Entendemos por proceso productivo todas aquellas acciones que intervienen de una u otra forma en el diseño o elaboración de un producto o servicio. Es decir, no es un proceso como tal: es la suma de varios procesos internos que es necesario controlar para alcanzar el máximo rendimiento y una alta calidad.

Aunque sin duda existen cadenas productivas más complejas que otras, éstas se dividen por lo general en varias etapas, las cuales están marcadas por la intervención de los insumos y materias primas o por las modificaciones que exige cada proceso.

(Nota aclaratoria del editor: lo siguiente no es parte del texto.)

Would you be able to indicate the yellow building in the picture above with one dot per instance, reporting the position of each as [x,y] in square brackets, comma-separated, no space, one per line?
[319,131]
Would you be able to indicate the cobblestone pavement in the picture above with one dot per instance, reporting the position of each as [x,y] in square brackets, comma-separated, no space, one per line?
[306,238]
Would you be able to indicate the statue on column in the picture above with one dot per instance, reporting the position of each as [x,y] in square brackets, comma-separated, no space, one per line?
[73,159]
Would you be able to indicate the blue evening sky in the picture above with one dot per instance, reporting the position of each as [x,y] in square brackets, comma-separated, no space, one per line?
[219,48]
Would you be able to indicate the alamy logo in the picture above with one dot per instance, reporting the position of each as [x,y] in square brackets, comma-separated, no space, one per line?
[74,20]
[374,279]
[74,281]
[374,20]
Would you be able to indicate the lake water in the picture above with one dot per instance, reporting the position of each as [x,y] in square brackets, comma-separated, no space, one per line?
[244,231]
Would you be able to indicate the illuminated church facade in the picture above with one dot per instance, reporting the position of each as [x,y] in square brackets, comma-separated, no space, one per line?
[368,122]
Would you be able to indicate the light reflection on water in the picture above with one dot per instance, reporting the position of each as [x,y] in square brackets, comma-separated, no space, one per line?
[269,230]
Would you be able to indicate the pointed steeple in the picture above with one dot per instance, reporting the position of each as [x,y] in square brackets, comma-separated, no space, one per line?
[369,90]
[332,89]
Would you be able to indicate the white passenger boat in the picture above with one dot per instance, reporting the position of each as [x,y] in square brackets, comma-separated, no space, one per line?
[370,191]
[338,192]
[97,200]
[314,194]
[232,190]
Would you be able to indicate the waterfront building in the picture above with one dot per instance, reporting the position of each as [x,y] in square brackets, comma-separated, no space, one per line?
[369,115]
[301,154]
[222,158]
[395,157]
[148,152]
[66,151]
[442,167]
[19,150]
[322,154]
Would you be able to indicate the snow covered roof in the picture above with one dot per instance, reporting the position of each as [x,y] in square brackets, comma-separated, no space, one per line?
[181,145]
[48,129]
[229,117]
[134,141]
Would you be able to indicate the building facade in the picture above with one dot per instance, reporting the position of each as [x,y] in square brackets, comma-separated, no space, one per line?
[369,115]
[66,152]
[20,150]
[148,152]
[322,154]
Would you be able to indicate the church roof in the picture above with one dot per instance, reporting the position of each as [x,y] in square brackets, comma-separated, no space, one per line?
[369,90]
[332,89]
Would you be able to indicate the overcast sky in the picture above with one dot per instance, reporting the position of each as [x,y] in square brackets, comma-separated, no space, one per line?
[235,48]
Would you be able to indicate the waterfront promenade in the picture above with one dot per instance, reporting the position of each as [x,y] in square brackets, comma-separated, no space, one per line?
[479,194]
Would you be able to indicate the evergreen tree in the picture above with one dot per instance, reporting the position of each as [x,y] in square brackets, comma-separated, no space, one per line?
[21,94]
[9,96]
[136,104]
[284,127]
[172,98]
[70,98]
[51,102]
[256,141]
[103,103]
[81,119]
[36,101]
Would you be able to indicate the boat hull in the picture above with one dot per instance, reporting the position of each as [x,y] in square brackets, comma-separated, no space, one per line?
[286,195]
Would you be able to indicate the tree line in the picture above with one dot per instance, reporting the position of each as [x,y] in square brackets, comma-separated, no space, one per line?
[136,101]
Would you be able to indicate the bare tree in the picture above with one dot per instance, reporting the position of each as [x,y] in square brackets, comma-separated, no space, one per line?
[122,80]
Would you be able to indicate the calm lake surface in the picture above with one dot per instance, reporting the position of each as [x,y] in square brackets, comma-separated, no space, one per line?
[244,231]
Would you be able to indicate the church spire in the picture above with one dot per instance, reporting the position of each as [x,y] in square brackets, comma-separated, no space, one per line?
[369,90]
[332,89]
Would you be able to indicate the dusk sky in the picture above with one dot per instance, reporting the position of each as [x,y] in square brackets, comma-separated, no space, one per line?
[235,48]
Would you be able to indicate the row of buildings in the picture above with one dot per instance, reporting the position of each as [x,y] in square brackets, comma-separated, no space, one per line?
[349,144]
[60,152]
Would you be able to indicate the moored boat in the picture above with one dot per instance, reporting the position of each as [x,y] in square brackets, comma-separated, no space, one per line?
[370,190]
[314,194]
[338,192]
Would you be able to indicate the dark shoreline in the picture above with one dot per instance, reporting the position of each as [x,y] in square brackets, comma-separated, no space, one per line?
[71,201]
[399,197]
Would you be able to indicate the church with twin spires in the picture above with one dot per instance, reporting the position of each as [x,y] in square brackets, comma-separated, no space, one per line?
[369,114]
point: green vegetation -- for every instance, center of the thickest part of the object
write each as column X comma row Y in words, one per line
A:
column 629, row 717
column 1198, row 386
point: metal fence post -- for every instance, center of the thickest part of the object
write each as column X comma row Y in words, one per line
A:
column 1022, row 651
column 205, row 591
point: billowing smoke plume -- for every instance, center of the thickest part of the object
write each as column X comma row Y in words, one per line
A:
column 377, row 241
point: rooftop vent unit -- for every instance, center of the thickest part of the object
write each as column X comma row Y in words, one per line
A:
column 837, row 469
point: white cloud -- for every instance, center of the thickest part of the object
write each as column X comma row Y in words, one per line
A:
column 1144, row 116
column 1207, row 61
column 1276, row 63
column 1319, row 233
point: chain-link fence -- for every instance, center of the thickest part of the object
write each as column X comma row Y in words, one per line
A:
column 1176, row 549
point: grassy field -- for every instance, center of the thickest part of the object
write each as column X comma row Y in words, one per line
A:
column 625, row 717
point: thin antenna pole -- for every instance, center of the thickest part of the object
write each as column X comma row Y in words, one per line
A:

No se debe confundir el proceso productivo con un sistema productivo, pues este último incluye todos los pasos de la producción más la extracción de las materias o los insumos primarios. Es decir, es mucho más amplio.

 

Tres modelos de proceso productivo para aplicar en un negocio

Cualquier proceso productivo se compone de tres fases: el diseño, la producción y la distribución: la primera de ellas se refiere a la presentación del producto hacia el exterior y es el resultado de una selección de ideas; la segunda, es la fabricación en sí misma; y la tercera, supone la colocación del producto tanto en los distintos canales de comunicación como en los puntos de venta.

No obstante, si ahondamos un poco más en esta cuestión, casi enseguida nos damos cuenta de que existen diferencias entre un modelo de proceso productivo y otro, con lo cual es absolutamente necesario distinguir los tres modelos básicos que se conocen:

 

1. Lineal o por producto:

La producción tiene lugar de manera coordinada, consecutiva e incremental. Dado que cada tarea está estrechamente ligada con la que le antecede o la que viene después, en este modelo juega un papel fundamental la administración del proyecto, pues una sola avería, por pequeña o trivial que parezca, puede dar lugar a un obstáculo de grandes proporciones o la paralización parcial o total de la cadena productiva como tal.

 

2. Proceso por proyecto:

La principal característica de este modelo de proceso productivo es que tiene lugar en un sitio concreto y su impacto se circunscribe a él. O dicho con otras palabras, el proceso cumple una función puntual y no trasciende más allá del ámbito en el que se ha afincado. No hay tampoco flujo productivo continuo. Es un modelo empleado sobre todo en proyectos que persiguen resultados ágiles o que quieren evitar al máximo los contratiempos y los riesgos.

 

3. Proceso intermitente:

En este último caso, hablamos de una producción que no es continua ni en el espacio ni en el tiempo, y que en cambio se realiza por lotes o intervalos. Por lo general se trabaja con unidades o grupos específicos, cada uno con sus plazos de ejecución. El producto pasa por diferentes áreas o departamentos antes de llegar a su destino final, que es el mercado. De hecho, es posible que en algunos casos ni siquiera intervengan todos los niveles de una compañía.

 

Cualquiera de estos tres modelos es tan útil y eficaz como tu negocio lo demande. No hay ninguno que sea mejor o peor que los otros. Son las necesidades de tu empresa las que definen cuál encaja mejor con lo que buscas. ¿Ya lo tienes claro?